A30's superior memory specs handle adapter tuning on large models efficiently; 933 GB/s reduces bottlenecks seen on A16.
A16's 16 GB VRAM and 4.5 TFLOPS suffice for image generation at $0.47 per hour; A30 overkill for typical resolutions.
A30's 10.3 TFLOPS FP32 and NVLink excel in parallel simulations; higher bandwidth aids data-heavy HPC versus A16.
Frequently Asked Questions
What is the VRAM difference between A16 and A30?▾
The A16 has 16 GB GDDR6 VRAM, while the A30 features 24 GB HBM2 VRAM. This extra capacity on A30 supports larger AI models without memory constraints. Bandwidth also differs markedly at 231 GB/s for A16 versus 933 GB/s for A30.
How do the prices compare for A16 and A30?▾
A16 pricing starts at $0.47 per hour, averaging $0.48 per hour across 74 live offers. A30 has no live offers currently available. This makes A16 the immediate budget option.
What are the TDP ratings?▾
The A16 consumes 250W TDP, higher than A30's 165W. Lower TDP on A30 allows greater server density. Both use PCIe form factors.
Which GPU has higher compute performance?▾
A30 delivers 10.3 TFLOPS in FP16 and FP32, more than double A16's 4.5 TFLOPS. This impacts training and inference speeds directly. Both share Ampere architecture from 2021.

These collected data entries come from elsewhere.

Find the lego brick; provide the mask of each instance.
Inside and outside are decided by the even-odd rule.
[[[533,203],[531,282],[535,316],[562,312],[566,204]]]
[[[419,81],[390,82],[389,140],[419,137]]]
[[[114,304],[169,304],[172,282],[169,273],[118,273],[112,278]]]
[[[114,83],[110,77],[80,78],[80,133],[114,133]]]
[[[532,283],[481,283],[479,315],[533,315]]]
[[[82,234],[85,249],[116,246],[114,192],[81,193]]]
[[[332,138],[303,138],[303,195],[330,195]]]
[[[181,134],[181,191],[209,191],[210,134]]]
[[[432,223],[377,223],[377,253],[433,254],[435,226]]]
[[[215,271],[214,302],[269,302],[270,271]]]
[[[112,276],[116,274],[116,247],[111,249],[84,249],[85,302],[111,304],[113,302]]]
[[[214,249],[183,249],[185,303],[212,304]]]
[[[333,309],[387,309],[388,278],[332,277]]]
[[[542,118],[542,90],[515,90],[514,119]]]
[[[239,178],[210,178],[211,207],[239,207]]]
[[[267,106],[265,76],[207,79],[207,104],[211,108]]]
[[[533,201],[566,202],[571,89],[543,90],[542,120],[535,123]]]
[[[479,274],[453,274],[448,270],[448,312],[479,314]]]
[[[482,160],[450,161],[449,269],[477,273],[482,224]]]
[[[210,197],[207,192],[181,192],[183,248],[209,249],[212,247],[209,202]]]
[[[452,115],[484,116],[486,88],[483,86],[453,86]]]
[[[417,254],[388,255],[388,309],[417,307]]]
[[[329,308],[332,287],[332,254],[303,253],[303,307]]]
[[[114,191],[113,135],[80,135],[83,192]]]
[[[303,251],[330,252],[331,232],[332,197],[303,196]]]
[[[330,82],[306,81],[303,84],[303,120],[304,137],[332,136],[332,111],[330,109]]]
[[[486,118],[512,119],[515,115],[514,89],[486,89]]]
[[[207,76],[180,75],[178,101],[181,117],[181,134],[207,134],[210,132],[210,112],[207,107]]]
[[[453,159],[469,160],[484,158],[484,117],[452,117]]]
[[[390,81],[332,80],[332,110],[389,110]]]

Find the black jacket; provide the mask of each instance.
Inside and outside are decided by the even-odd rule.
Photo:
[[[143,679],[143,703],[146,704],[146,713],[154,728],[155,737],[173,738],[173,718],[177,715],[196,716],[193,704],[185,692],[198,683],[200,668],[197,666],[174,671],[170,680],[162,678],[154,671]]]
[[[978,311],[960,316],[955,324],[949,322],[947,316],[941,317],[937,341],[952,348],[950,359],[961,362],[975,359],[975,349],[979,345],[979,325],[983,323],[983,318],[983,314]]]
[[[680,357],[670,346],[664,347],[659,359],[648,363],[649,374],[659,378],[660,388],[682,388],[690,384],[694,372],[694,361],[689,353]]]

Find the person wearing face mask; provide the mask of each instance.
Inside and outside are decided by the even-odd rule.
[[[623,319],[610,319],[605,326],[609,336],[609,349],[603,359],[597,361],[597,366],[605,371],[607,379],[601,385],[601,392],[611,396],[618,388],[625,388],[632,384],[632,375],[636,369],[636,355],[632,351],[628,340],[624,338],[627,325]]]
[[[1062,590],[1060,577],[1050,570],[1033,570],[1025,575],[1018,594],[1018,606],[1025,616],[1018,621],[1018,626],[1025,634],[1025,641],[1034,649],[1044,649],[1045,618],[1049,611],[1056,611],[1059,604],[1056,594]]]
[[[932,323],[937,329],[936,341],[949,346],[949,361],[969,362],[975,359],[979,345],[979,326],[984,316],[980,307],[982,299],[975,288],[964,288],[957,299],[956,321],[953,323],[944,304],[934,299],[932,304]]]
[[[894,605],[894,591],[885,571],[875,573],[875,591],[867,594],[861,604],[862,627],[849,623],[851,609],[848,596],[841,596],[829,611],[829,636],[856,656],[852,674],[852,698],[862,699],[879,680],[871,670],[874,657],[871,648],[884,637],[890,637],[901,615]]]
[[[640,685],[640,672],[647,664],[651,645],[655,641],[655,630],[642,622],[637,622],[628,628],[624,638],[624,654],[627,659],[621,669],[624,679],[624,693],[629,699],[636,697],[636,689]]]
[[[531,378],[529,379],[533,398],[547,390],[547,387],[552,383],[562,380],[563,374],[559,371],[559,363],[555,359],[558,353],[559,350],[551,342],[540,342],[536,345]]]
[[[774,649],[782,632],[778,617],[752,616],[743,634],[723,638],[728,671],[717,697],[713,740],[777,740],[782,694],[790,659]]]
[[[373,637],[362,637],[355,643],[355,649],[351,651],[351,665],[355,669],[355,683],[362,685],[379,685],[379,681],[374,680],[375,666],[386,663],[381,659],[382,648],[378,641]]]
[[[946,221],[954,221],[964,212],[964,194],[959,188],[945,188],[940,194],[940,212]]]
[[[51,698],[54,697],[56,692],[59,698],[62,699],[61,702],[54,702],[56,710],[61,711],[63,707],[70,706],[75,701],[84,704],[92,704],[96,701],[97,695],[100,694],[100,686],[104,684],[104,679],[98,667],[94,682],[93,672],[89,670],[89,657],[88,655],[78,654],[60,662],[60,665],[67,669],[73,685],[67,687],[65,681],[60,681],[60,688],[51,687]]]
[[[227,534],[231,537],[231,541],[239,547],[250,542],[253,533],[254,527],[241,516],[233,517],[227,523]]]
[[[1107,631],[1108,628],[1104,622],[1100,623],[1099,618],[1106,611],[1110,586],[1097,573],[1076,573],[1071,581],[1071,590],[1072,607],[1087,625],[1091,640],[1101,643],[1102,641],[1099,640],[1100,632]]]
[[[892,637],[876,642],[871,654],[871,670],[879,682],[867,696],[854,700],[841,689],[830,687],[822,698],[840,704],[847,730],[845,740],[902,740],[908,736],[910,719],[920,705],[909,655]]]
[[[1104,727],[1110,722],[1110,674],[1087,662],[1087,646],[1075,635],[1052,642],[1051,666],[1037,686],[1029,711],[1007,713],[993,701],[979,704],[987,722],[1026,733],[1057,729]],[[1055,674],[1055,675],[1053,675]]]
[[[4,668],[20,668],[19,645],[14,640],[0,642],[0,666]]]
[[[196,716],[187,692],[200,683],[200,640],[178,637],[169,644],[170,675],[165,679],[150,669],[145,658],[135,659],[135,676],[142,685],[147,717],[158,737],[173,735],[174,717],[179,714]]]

Does A30 support multi-GPU interconnects?▾
A30 includes NVLink for scaling across GPUs, unlike A16 which lacks specified interconnect. This aids distributed workloads. PCIe compatibility remains on both.
Are A16 and A30 from the same generation?▾
Both utilize Ampere architecture released in 2021. Specs diverge in memory and power efficiency. A16 emphasizes availability at $0.48 per hour average.
Which is cheaper to rent, the A16 or the A30?▾
Cloud rental prices for both the A16 and A30 vary by provider, configuration, and availability. This page shows live pricing from 25+ providers updated every 60 seconds. Scroll to the Live Cloud Pricing section to compare current rates.
How much VRAM does the A16 have compared to the A30?▾
The A16 has 16 GB of GDDR6 memory. The A30 has 24 GB of HBM2 memory.
Can I find A16 and A30 GPUs available to rent right now?▾
Yes. This page shows real-time availability across 25+ cloud GPU providers. The Live Cloud Pricing section displays only in-stock offers with current pricing.
What is the main difference between the A16 and the A30?▾
The A16 uses the Ampere architecture (2021) while the A30 uses Ampere (2021). The A30 delivers 2.3x the FP16 throughput and 4.0x the memory bandwidth of the A16.